Московский театр имени Маяковского показал премьеру неизвестной пьесы Теннесси Уильямса (Tennessee Williams) о жизни американской тюрьмы. Спектакль "Не о соловьях" поставила Татьяна Ахрамкова.
Уильямс написал действительно не про соловьев. А про тюрьму, которая находится в море, на острове, и в которой директор издевается над несколькими тысячами заключенных. Роль "ружья", которое обязательно должно выстрелить, играет единственное в крепости окно без решеток в директорском кабинете. Прыгнуть из него можно только в воду — и насмерть. Решающий прыжок будет сделан в финале, но еще за полчаса до конца не слишком увлекательного представления зрителю трудно понять, куда, собственно говоря, клонит драматург. Не к жизненной же правде, не просто к ужасам тюремных нравов.

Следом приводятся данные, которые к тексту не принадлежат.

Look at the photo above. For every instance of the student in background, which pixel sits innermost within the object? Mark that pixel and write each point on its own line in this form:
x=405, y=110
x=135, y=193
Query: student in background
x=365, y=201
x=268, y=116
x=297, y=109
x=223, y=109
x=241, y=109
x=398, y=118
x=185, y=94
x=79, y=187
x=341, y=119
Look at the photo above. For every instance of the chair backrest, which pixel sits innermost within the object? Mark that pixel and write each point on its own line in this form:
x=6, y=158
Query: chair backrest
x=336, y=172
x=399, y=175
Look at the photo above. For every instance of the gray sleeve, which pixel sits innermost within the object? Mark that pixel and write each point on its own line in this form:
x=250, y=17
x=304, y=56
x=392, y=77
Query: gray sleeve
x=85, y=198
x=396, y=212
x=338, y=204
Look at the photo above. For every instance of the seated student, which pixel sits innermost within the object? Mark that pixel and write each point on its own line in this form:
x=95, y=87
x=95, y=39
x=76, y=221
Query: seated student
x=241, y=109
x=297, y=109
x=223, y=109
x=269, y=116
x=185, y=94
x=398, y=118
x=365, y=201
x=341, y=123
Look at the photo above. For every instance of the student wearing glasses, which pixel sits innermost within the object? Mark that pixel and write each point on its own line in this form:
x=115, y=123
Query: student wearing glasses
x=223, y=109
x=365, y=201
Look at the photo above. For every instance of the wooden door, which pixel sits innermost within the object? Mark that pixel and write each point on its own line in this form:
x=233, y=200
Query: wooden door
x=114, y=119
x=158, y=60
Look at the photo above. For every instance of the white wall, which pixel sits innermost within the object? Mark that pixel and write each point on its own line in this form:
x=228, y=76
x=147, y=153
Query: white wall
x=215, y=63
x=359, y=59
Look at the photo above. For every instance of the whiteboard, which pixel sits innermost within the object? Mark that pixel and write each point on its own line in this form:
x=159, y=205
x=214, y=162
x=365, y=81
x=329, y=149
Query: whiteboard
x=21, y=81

А клонит Теннесси Уильямс, как обычно, к любви. Для чего еще в начале пьесы он приводит в тюрьму безработную девушку (Амалия Гольданская, более известная как Мордвинова), которая устраивается секретарем директора (Александр Фатюшин). У этого гадкого, жестокого субъекта имеется доверенный стукач-шестерка из числа заключенных по прозвищу Канарейка (Анатолий Лобоцкий). Именно между вольнонаемной и стукачом к середине второго действия возникнет чувство. Ценой освобождения Канарейки злодей-директор назначает интимный сеанс с секретаршей. И девушка эту цену платит. Однако возлюбленный такого унижения пережить не может и бросается в то самое единственное окно. Любовная драма разворачивается стремительно, неподробно, даже наспех и оттого как-то не особенно трагично. Даже героиня Мордвиновой в конце выглядит не более чем обескураженной. Правда, время даром не проходит: публике дают возможность вникнуть во взаимоотношения между зэками, в историю бунта-голодовки и в обстоятельства пребывания узников в жарком и влажном карцере-душегубке.
На мелодраму спектакль не тянет: лирики маловато. А сюжетом о тюрьме зрителей явно не завлечь. Кажется, и для режиссера Татьяны Ахрамковой материал был не слишком привлекательным. Она успешно ставит в Театре Маяковского броские, с хорошо написанными ролями пьесы вроде "Любовного напитка" или горинского "Кина IV". На сей раз Ахрамкова добросовестно развела эпизоды в уместно сумрачных декорациях Марии Рыбасовой, в меру "подкрасила" характеры и придумала грамотную метафору для обозначения несбыточных мечтаний героев: по авансцене и вдоль задника плывут корабли. Сзади — большой прогулочный катер с оркестром и гирляндами, а вдоль рампы — детский, игрушечный и хрупкий. Больше вспомнить особенно нечего. Дело даже не в том, что пьеса кажется несовершенной, а в том, что никак не получается разгадать, что же именно побудило театр этой пьесой заняться.
Может быть, ее трудная судьба? Путь пьесы к сцене был едва ли не интереснее, чем само произведение. Молодой Уильямс написал "Не о соловьях" в конце 30-х годов, но тогда его сочинение было запрещено цензурой — все-таки речь шла об изъянах американской пенитециарной системы. Впоследствии рукопись осела в архиве великого драматурга, сам он к ней не возвращался, а душеприказчица Уильямса после смерти классика долго не допускала никого к архиву. Когда права были у нее выкуплены, кто-то (говорят, что это была сама Ванесса Редгрейв) обнаружил неопубликованный текст и восхитился им. Мировая премьера состоялась три года назад, в Лондоне. В Москве "Не о соловьях" поставили в театре, где раньше шло несколько знаменитых спектаклей по пьесам Уильямса. Так что один раз можно и провалиться.
РОМАН Ъ-ДОЛЖАНСКИЙ
Следующие спектакли 15 и 18 февраля.